I don’t want to just survive anymore. I want to fly. For me to fly I have to find Him in the waiting! So take courage my heart, stay steadfast my soul. He’s in the waiting!

We shoot for happiness but it is suffering that forms us and has the most potential for creating in us real change. What is your reference point for what is good? If yours is not God, then yours is constantly moving. Where ever you find yourself hiding, those are the places God wants you to stop building shelters to cover yourself and rather stand in the light of His glory and grace, fully assured HE’s got you! BE FREE! Be COURAGEOUS! You can let it be redemptive or you can hide in fear! We often think that if we know Jesus we are guaranteed to feel UP all the time. The truth is we are guaranteed mountain tops and valleys and that is how we grow!

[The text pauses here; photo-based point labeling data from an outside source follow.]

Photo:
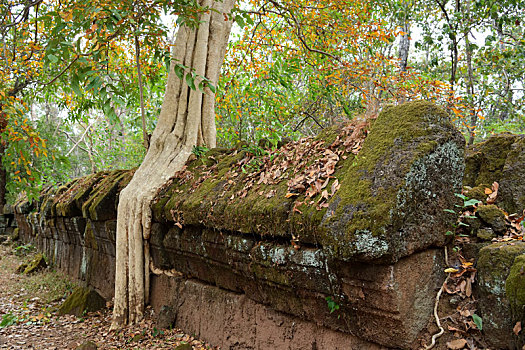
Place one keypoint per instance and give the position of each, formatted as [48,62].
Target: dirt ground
[28,318]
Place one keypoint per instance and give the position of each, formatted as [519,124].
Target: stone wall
[259,244]
[501,281]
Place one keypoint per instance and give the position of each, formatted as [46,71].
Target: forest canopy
[82,81]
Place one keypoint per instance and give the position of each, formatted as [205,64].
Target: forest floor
[29,319]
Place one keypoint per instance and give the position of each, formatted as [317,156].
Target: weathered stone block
[494,265]
[82,300]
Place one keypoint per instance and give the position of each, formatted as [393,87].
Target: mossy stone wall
[389,204]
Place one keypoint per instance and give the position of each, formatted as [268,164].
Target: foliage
[69,87]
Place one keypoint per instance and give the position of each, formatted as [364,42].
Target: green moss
[494,263]
[493,216]
[37,263]
[69,202]
[101,203]
[82,300]
[515,286]
[378,188]
[477,192]
[485,160]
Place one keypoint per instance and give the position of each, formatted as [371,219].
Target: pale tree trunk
[187,119]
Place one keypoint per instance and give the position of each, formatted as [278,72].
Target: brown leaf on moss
[456,344]
[517,328]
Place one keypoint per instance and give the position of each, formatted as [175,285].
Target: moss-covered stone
[485,234]
[515,287]
[15,235]
[389,203]
[477,192]
[484,161]
[37,263]
[492,216]
[88,345]
[103,200]
[494,265]
[512,182]
[82,300]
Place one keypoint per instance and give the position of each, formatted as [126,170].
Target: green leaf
[190,80]
[470,202]
[478,321]
[52,58]
[459,195]
[75,85]
[179,71]
[240,21]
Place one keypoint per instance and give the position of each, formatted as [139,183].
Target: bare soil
[28,317]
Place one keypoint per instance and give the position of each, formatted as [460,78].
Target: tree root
[436,305]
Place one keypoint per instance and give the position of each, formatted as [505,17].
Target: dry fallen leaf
[517,328]
[456,344]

Listen, we are not meant for scarcity we were made for abundance!

We haven’t made it out of this valley yet. But one thing is for sure. God is Faithful!

PS: Also, we are up to 3mins. and 30 seconds of silence with Jesus at HYC. What a sweet time we have with the Lord. This month we started Core groups. Our leaders now lead their own small groups. YAY! Leading leaders well will mean that we are training them to lead others well.